Several tough cases in this area are now before the courts. They involve news-media responsibility and the public's right to know, as well as limits on the expressions and actions of individuals. The resolution of the cases won't end the debate over protected speech, but new yardsticks may be set up.
One of most highly publicized and highly priced libel suits of the decade - retired Gen. William C. Westmoreland's suit against CBS - raises the question of whether the press is wholly protected by the First Amendment in its critical reporting of the Vietnam war.
The network alleged in a 1982 television documentary that the general and others ''conspired'' deliberately to distort estimates of enemy forces in Vietnam in order to convince the American public that the US was winning the war. The case is unusual because it will have the effect of bringing to the courtroom the bitter national controversy over that war. In terms of legal precedent, if the federal court decides in favor of General Westmoreland, it would be the first time a high-ranking military figure or former official was successful in suing the media for statements made about his performance in office.
Under current libel standards, however, Westmoreland must show that CBS's statements constituted ''actual malice'' and were made with a ''reckless disregard for the truth.'' Since Westmoreland is considered a ''public figure'' by the courts, the network need not show absolute accuracy in its reporting.
This case sends chills down the spines of many media moguls - not only because of the huge amount of the claim but also because a judgment for the plaintiff could, they say, tend to deter investigative reporting and, hence, encumber free speech exercised in the form of criticism of government policies.
Another case, not yet in court and less well publicized, also raises a potentially serious issue regarding legal sanctions on the press. R. Foster Winans, a former Wall Street Journal columnist, has been indicted by the Justice Department on fraud and conspiracy charges. He and others allegedly benefited from inside financial data he possessed when he leaked information from forthcoming columns to associates who were able to profit from it.
Mr. Winans was fired for his admitted impropriety. But the government has charged that he committed criminal acts, holding that the newsman had a legal ''duty'' to his editors and readers to disclose his interest in stocks he was writing about. First Amendment protectors say they do not condone the reporter's action - but many balk at the notion of government-enforced responsibility to readers. And they say that the idea of a ''fiduciary obligation,'' if embraced by the courts, could dangerously abridge freedom of speech.
Regarding speech protections for individuals, the US Supreme Court has agreed to look further into this area with cases involving obscenity and homosexual advocacy this term.
The court will review a Washington State ''moral nuisance'' law that defines prurient interest in terms of inciting lasciviousness.
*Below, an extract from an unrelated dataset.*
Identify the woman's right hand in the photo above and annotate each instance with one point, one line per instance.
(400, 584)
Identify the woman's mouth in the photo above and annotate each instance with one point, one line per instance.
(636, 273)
In 1973, the high court ruled that the First Amendment does not protect speech that ''... appeals to the prurient interest'' as seen by ''contemporary community standards.'' New curtailments on obscene speech are likely to result, if the Washington State statute is upheld.
An Oklahoma statute is at stake in a school case involving homosexual advocacy by teachers. The Supreme Court must decide whether such a stance falls under the umbrella of constitutionally protected free speech. A state law permitted school districts to dismiss a teacher for ''advocating, soliciting, imposing, encouraging, or promoting public or private homosexual activity in a manner that creates substantial risk that such conduct will come to the attention of schoolchildren or school employees.'' But an appellate court decided that parts of the statute dealing with ''advocacy'' were overbroad and invalidated them.
There are built-in risks in limiting any speech in a free society. But there is also a serious danger to society if courts decide to elevate expression that is offensive to public sensibilities to the level of a constitutional right.